Sean buried her face in the fur of her neck, an action that aggravated a muscle in her chin but was sweet enough for her to ignore.

"...God dammit, Rhea... why do I have to love you so much? I never said goodbye back then because I felt like I wouldn't be able to let you go... now, there's nothing I can do. You know, I begged them for one last night with you, just for the memories... I'm lucky that they even let me be the one to take you in tomorrow. 'He's the one that helped deliver her,' Mark said, 'it's only right that he be there when... wh...'"

He didn't finish his sentence. He instead tightened his arms around Rhea, and soon, she felt quiet sobs racking his body. She could do nothing but lick his hair and forehead, could do nothing but lick at his ears until the feeling made him smile. Seeing this made her wag her tail.

"You're happy, aren't you, Rhea?"

She wagged a little more. He wiped his nose.

"All that matters to me-" Sean's voice cracked, and he took a moment to steady his breathing. "All that matters to me is that you're happy. 'End her suffering', pah. You're old, you're sick, you're... dying, but... at least you're happy. That's all that matters to me. That's all that's _ever_mattered to me."

And she was happy. Sean fell asleep that night with a soft smile on his face and an old, sick dog in his arms, and Rhea nuzzled under his chin and soon fell asleep herself, feeling a warm safety that she hadn't felt in a long, long time.

She slept deeply that night, deeply and happily - and she dreamed, too. She dreamed that she was a puppy again, that Sean had just fitted her first vest onto her and knelt there grinning, endlessly saying oh, look at you, you cutie! and you are too precious, Rhea, and you're gonna make someone really happy someday with your service... all that mattered to her, though, was that Sean was happy. She couldn't care less about the man with the misty eyes, the man who seemed to often forget that she was there. Sean's face was the one that had always come into her mind when she heard the word love, something he had murmured softly into her ear in the nights leading up to when he left her. She had learned love to be the warm feeling in her chest that she felt whenever Sean wrapped his arms around her and held her close, the feeling she got when he kissed her nose, the feeling she got just from being around him.

Recently she had been very, very cold, but since she had felt that hand on her head back in the yard of the man with the misty eyes, she had started to feel warm again.

Rhea slept deeply that night, and she dreamed. Slowly, gradually, her tail stopped wagging; slowly, gradually, her breathing slowed and then stopped.

~ ~ ~

Sean had to call the vet the next morning to cancel the appointment. He had trouble keeping his voice steady when he spoke the words:

"...yes, she... she passed in her sleep last night. Yes... thank you. Goodbye."
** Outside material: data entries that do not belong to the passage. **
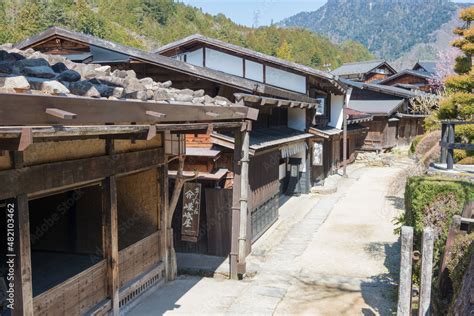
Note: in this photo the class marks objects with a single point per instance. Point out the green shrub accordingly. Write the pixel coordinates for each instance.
(459, 154)
(467, 161)
(458, 262)
(414, 143)
(432, 201)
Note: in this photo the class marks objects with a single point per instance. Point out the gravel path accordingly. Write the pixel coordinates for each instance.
(331, 255)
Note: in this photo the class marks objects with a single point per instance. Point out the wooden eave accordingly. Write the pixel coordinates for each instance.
(137, 55)
(258, 101)
(28, 109)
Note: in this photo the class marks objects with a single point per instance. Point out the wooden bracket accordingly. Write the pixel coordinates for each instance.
(151, 132)
(155, 114)
(65, 115)
(212, 114)
(210, 129)
(26, 138)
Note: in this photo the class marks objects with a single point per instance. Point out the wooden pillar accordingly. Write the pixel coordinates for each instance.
(404, 287)
(444, 140)
(23, 287)
(426, 271)
(234, 247)
(244, 185)
(344, 132)
(450, 160)
(110, 234)
(23, 294)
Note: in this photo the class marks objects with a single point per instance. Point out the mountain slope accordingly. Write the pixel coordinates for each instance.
(151, 23)
(389, 28)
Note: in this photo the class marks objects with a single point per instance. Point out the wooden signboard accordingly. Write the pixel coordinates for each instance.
(191, 210)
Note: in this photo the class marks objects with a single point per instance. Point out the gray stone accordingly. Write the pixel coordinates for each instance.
(199, 100)
(166, 84)
(59, 67)
(69, 76)
(150, 94)
(133, 85)
(187, 92)
(39, 72)
(6, 68)
(161, 95)
(84, 88)
(183, 97)
(18, 83)
(48, 86)
(147, 82)
(35, 62)
(103, 70)
(131, 74)
(108, 91)
(199, 93)
(9, 57)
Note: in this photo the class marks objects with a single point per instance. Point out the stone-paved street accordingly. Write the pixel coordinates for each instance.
(327, 255)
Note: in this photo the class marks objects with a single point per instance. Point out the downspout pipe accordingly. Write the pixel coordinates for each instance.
(344, 135)
(244, 184)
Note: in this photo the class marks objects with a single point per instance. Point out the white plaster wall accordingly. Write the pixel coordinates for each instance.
(297, 119)
(337, 102)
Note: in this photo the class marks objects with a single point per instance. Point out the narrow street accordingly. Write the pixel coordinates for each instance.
(327, 255)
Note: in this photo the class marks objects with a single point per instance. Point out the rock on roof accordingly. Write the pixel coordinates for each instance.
(28, 71)
(426, 65)
(376, 107)
(358, 67)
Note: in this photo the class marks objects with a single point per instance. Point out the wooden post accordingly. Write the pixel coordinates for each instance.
(234, 248)
(444, 140)
(450, 160)
(404, 287)
(244, 184)
(426, 271)
(110, 234)
(23, 294)
(344, 136)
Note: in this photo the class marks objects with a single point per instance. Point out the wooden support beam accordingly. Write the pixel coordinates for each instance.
(40, 178)
(23, 295)
(26, 139)
(404, 287)
(65, 115)
(426, 271)
(155, 114)
(234, 248)
(212, 114)
(110, 240)
(151, 132)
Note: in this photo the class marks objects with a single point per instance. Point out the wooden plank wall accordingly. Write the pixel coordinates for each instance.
(76, 295)
(219, 221)
(139, 258)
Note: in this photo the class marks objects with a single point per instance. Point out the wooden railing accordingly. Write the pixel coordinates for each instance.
(447, 143)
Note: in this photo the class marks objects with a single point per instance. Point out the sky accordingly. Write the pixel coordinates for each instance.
(248, 12)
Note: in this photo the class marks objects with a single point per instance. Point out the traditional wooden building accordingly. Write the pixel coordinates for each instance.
(412, 79)
(394, 122)
(280, 144)
(292, 96)
(84, 196)
(366, 71)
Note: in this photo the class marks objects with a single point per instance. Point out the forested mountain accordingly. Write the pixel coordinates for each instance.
(389, 28)
(151, 23)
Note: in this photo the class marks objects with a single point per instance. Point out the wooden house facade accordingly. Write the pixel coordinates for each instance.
(84, 193)
(393, 121)
(292, 96)
(365, 71)
(280, 144)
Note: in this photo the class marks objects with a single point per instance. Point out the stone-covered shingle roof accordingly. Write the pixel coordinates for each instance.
(359, 67)
(28, 71)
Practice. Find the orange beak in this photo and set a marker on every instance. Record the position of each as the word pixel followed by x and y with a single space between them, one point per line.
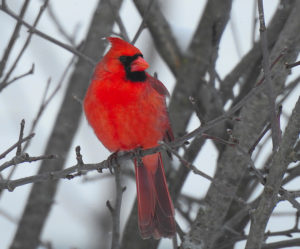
pixel 139 64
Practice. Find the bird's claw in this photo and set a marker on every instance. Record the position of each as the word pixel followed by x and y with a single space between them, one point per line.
pixel 113 158
pixel 138 156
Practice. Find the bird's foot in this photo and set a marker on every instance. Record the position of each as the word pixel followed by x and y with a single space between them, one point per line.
pixel 111 160
pixel 138 156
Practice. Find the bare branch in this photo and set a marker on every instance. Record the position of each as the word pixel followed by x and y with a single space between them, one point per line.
pixel 33 30
pixel 274 179
pixel 276 133
pixel 13 38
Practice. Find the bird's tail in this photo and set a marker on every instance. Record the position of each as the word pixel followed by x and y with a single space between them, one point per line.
pixel 155 208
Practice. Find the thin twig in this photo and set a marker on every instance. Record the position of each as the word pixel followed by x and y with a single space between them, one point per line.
pixel 33 30
pixel 45 102
pixel 119 21
pixel 14 36
pixel 142 25
pixel 16 145
pixel 5 84
pixel 276 133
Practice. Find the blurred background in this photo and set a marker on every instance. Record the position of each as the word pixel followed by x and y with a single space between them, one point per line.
pixel 79 217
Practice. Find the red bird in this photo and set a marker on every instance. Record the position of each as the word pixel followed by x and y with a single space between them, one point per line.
pixel 126 108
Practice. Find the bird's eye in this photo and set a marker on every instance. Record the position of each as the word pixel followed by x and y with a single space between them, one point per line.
pixel 123 59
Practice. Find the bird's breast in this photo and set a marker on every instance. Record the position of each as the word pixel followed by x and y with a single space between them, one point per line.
pixel 126 115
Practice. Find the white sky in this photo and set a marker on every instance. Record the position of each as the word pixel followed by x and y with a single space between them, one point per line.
pixel 76 201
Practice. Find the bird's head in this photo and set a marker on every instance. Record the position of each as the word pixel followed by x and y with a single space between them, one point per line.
pixel 126 58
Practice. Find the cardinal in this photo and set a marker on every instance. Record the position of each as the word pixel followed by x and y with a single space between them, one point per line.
pixel 126 108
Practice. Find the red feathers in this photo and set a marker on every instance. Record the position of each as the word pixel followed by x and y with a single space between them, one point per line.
pixel 126 108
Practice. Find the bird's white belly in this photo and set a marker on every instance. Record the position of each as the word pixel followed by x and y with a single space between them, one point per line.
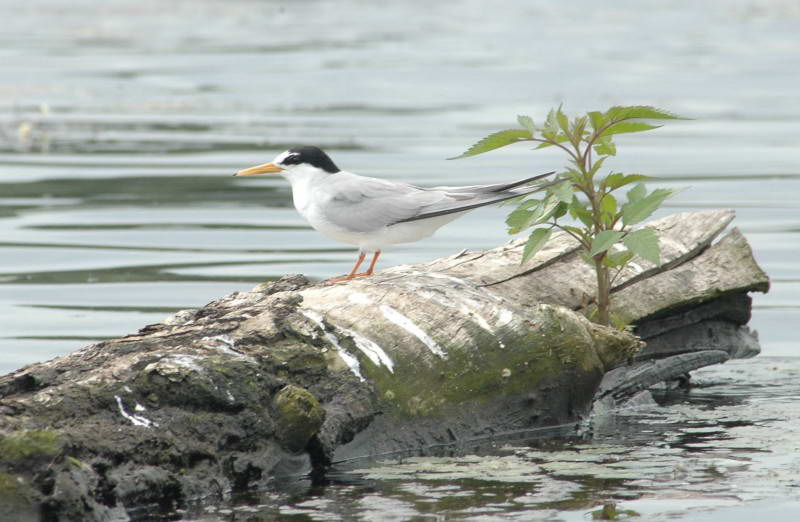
pixel 380 238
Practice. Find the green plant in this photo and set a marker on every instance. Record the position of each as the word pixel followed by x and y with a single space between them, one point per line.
pixel 604 228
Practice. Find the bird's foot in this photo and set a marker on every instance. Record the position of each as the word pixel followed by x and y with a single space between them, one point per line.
pixel 348 277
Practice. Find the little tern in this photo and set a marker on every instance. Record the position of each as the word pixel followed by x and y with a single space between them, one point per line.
pixel 373 213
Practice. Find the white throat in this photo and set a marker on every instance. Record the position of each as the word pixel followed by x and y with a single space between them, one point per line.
pixel 303 178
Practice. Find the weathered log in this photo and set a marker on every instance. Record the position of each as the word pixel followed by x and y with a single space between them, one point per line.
pixel 294 375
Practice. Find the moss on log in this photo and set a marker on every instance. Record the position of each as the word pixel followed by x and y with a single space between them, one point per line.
pixel 293 375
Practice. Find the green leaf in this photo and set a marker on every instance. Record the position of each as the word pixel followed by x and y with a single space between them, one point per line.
pixel 558 139
pixel 550 130
pixel 618 179
pixel 579 127
pixel 563 121
pixel 529 203
pixel 624 127
pixel 604 146
pixel 637 192
pixel 644 243
pixel 575 230
pixel 535 242
pixel 527 123
pixel 517 218
pixel 609 205
pixel 495 141
pixel 578 211
pixel 638 210
pixel 596 166
pixel 617 113
pixel 597 119
pixel 561 210
pixel 603 241
pixel 562 191
pixel 616 259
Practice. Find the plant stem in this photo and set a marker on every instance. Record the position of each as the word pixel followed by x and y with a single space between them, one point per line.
pixel 603 289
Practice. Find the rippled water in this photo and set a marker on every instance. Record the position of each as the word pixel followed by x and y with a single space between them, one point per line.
pixel 121 122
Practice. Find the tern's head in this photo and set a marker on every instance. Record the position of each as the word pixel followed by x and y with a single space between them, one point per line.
pixel 305 159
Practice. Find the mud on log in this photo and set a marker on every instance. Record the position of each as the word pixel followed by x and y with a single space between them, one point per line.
pixel 293 375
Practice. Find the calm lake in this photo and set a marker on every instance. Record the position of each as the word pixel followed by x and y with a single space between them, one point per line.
pixel 121 123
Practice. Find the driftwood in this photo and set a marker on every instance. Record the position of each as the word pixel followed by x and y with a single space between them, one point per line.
pixel 293 375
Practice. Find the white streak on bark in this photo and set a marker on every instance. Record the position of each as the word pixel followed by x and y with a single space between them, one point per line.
pixel 408 325
pixel 136 420
pixel 347 357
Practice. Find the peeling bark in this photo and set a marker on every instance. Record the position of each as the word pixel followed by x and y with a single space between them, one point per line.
pixel 293 375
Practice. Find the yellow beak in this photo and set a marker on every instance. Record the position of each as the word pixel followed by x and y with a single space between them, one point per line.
pixel 259 169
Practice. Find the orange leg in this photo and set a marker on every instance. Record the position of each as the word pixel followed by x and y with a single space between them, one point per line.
pixel 375 257
pixel 353 273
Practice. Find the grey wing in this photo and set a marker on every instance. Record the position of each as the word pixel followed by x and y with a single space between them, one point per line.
pixel 362 204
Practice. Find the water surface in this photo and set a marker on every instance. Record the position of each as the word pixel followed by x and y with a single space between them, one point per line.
pixel 121 123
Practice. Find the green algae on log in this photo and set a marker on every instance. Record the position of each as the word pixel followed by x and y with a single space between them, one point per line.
pixel 293 375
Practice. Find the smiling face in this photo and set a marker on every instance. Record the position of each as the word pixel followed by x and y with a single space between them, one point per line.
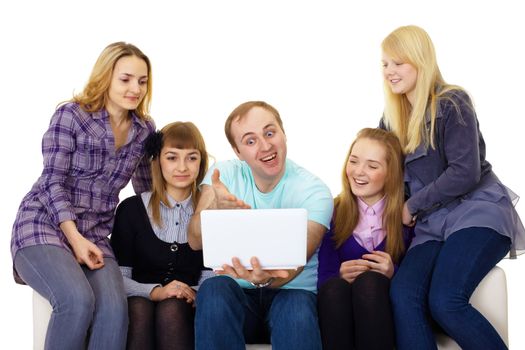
pixel 261 143
pixel 129 84
pixel 180 168
pixel 400 76
pixel 366 170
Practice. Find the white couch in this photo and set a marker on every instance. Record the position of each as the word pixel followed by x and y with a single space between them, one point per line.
pixel 490 298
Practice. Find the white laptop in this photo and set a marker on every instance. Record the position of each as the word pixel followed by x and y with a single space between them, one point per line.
pixel 277 237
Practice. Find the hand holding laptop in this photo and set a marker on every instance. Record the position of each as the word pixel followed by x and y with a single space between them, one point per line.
pixel 256 275
pixel 223 198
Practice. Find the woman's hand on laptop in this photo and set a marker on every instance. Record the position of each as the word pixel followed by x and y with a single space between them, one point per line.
pixel 256 276
pixel 223 198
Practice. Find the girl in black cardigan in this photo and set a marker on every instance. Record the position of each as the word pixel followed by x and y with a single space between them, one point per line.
pixel 150 242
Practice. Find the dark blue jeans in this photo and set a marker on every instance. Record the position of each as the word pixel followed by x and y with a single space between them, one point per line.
pixel 435 281
pixel 228 317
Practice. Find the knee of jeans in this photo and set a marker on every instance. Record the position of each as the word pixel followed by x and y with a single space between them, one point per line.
pixel 219 289
pixel 333 289
pixel 299 307
pixel 444 303
pixel 77 302
pixel 398 293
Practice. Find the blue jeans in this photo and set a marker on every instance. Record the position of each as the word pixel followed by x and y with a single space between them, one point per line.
pixel 435 281
pixel 229 316
pixel 84 301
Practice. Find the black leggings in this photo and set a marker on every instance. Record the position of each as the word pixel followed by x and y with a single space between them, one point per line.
pixel 356 315
pixel 160 325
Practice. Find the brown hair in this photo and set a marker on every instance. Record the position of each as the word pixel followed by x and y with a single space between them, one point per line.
pixel 181 135
pixel 346 213
pixel 95 94
pixel 241 111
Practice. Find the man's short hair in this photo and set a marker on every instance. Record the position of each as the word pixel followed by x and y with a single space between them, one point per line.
pixel 242 110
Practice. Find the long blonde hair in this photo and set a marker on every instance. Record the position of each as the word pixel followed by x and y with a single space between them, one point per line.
pixel 346 213
pixel 181 135
pixel 95 94
pixel 412 44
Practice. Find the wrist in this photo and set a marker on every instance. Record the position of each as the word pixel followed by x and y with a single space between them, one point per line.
pixel 263 284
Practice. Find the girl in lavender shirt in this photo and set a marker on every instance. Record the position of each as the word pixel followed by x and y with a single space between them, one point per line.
pixel 365 243
pixel 92 148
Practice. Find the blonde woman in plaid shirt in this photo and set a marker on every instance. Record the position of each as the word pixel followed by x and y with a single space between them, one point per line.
pixel 92 148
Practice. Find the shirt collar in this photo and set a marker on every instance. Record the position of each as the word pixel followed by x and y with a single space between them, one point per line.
pixel 103 113
pixel 376 209
pixel 173 203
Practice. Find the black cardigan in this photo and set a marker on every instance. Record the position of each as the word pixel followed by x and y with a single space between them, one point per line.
pixel 153 260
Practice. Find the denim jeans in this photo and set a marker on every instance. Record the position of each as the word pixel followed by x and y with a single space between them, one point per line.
pixel 83 300
pixel 435 281
pixel 229 316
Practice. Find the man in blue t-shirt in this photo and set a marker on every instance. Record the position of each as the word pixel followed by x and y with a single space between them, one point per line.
pixel 260 306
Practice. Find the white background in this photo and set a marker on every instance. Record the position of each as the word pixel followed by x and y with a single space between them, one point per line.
pixel 318 63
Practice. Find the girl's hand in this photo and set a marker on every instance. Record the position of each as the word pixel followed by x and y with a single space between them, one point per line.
pixel 407 218
pixel 87 253
pixel 174 289
pixel 381 262
pixel 350 269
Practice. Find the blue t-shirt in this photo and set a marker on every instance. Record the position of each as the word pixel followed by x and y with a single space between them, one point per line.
pixel 298 188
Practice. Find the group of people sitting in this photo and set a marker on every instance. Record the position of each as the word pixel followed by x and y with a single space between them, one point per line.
pixel 420 220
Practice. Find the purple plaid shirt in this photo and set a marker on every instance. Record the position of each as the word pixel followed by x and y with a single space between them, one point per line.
pixel 82 178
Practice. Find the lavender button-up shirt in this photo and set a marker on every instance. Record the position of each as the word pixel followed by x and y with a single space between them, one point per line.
pixel 82 177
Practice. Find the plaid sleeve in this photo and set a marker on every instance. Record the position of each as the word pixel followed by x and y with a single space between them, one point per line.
pixel 58 144
pixel 141 179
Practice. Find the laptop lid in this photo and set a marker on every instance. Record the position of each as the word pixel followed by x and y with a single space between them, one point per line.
pixel 277 237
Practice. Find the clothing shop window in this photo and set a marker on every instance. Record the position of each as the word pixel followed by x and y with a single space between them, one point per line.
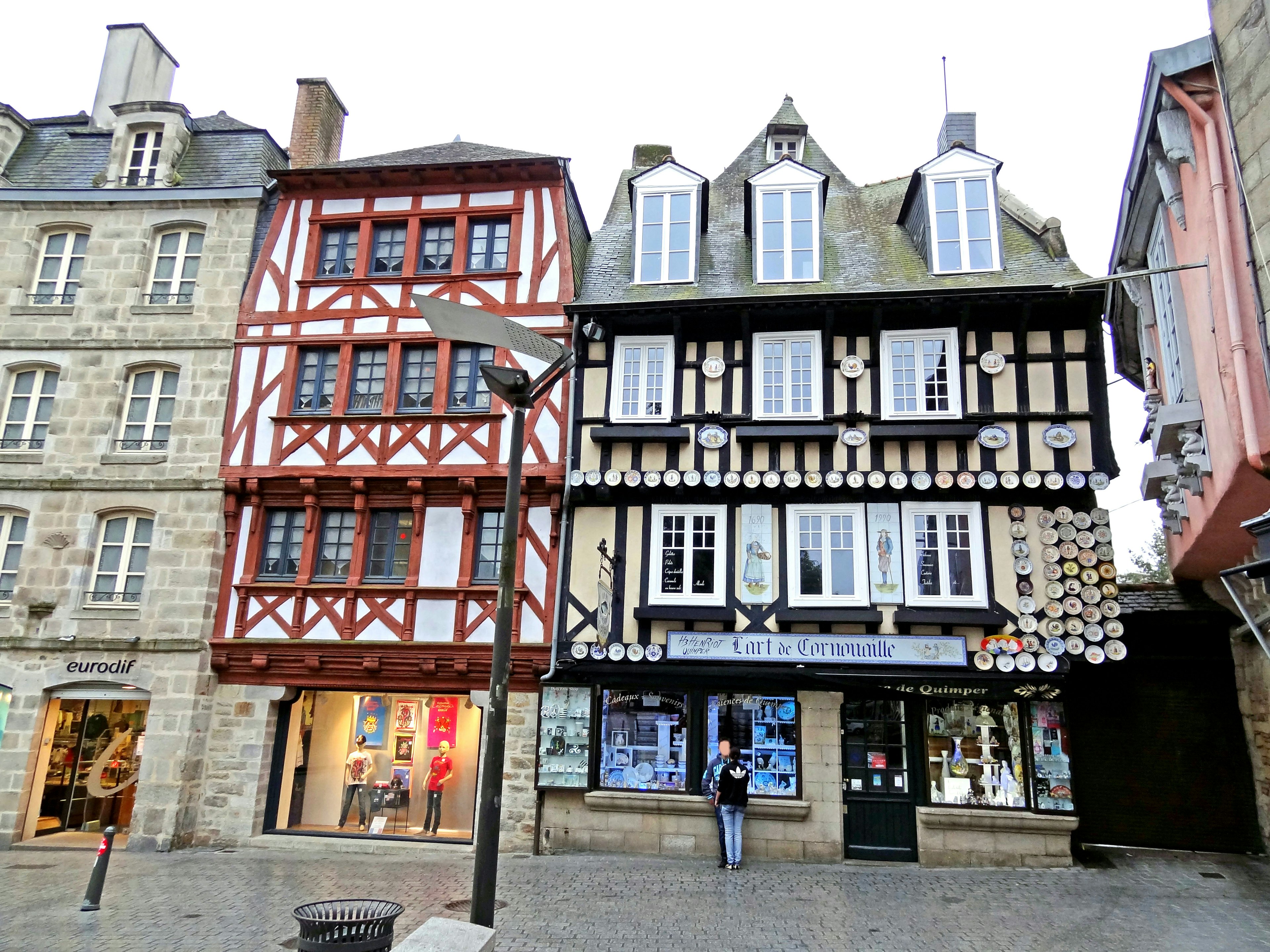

He had brought her body down to the couch downstairs and rested her on it, in the same place where she used to fall asleep on him on the nights he watched TV after getting home. Feeling something in his throat and a pressure on his eyes, he knelt down in front of her, looking at the patterns of her fur, the drooped ears, the chest that just looked wrong without rising and falling in gentle breaths. He knew that her heart problem would eventually get the best of her, but...

He reached out, placed a hand on her head, scritched at that one spot behind her ear that always made her leg twitch or kick on every occasion other than this one. He had said most everything that he wanted to the previous night; he just wished that Rhea'd had the capability to speak, too, to give him a response to the final 'I love you' that he had breathed into the fur of her neck just before falling asleep. He felt that he knew the answer, however.

"...Get your rest, Rhea," he managed. Her tail did not stir. "You deserve it."